A number of EU states have introduced such devices on a pilot basis, while some larger car makers, such as BMW, have their own emergency call centre to which the vehicle will send its location in the event of an incident.
Also included is a plan to reduce speeds in towns and cities to 30km/h and to introduce measures to make it compulsory for pedestrians to wear high-visibility jackets on rural roads.
Also in the report is a recommendation to enhance the deployment of intelligent transport systems – overhead, roadside and radio messages advising drivers of a range of issues from weather conditions to travel times and crashes ahead.
The report urges the European Commission to ensure that road signs, highway codes and blood alcohol limits be harmonised throughout the EU by 2013.
Ireland West MEP Jim Higgins said yesterday that he included in the parliament’s report a section calling for an EU ban on texting and internet browsing while driving and a pan-European requirement for vision-testing. “In some member states it is currently not an offence to drive while using your mobile phone while in a number of states vision tests were not a requirement.
“We need a common cross-border approach to this. Bad driver behaviour doesn’t stop at national borders,” he told the parliament.

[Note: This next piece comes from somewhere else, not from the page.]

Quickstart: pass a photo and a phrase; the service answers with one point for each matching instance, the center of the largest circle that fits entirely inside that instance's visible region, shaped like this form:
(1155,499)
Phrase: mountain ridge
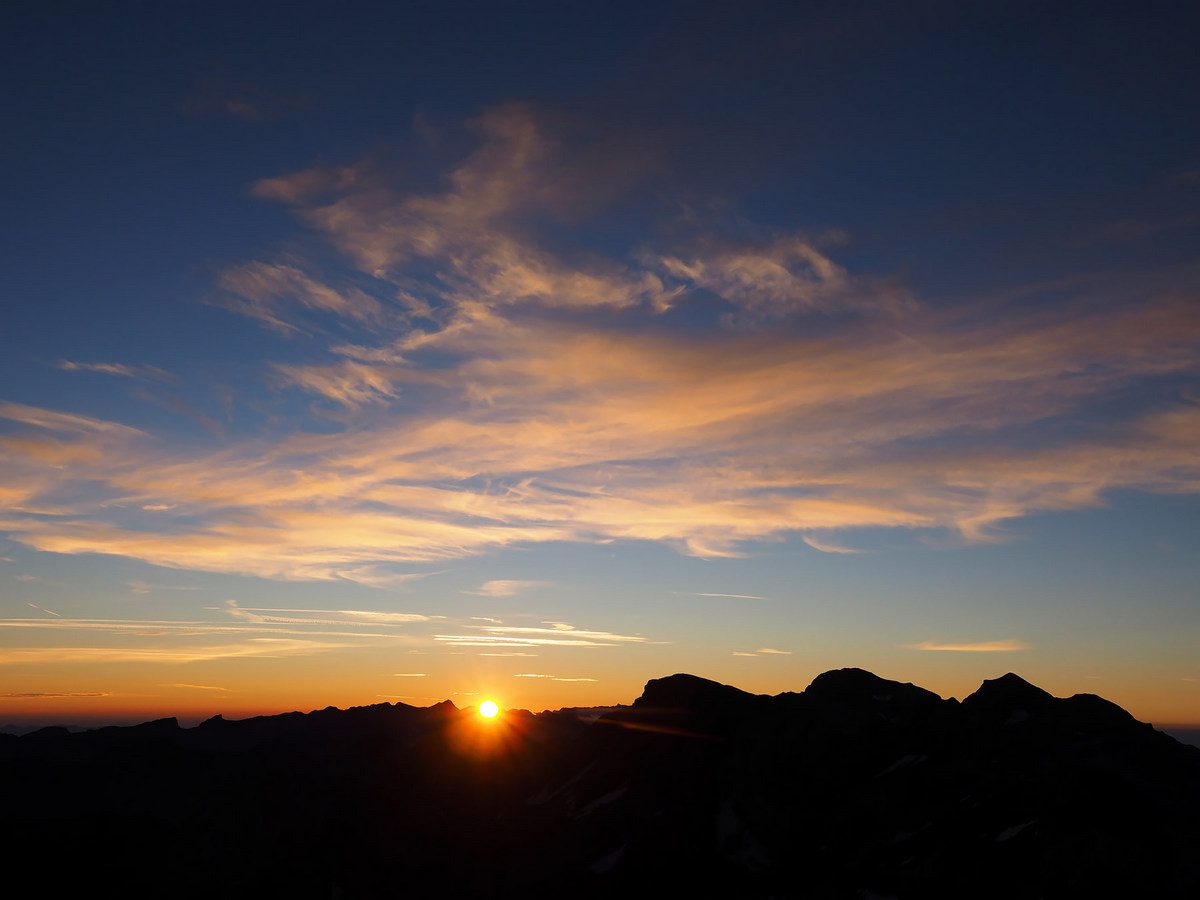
(856,785)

Mr Higgins also said the families of three young Irish women killed in road crashes had complained to him their daughters had been killed on stretches of road which were unfit for purpose due, they claimed, to lack of proper signage.
He said when a road was certified for safety purposes, “an engineer comes out, inspects his own work and approves a road as safe for use”, but “today the European Parliament has said that this is wrong”.
The parliament’s proposals will now be considered by the European Commission in drafting its legislative framework for road safety.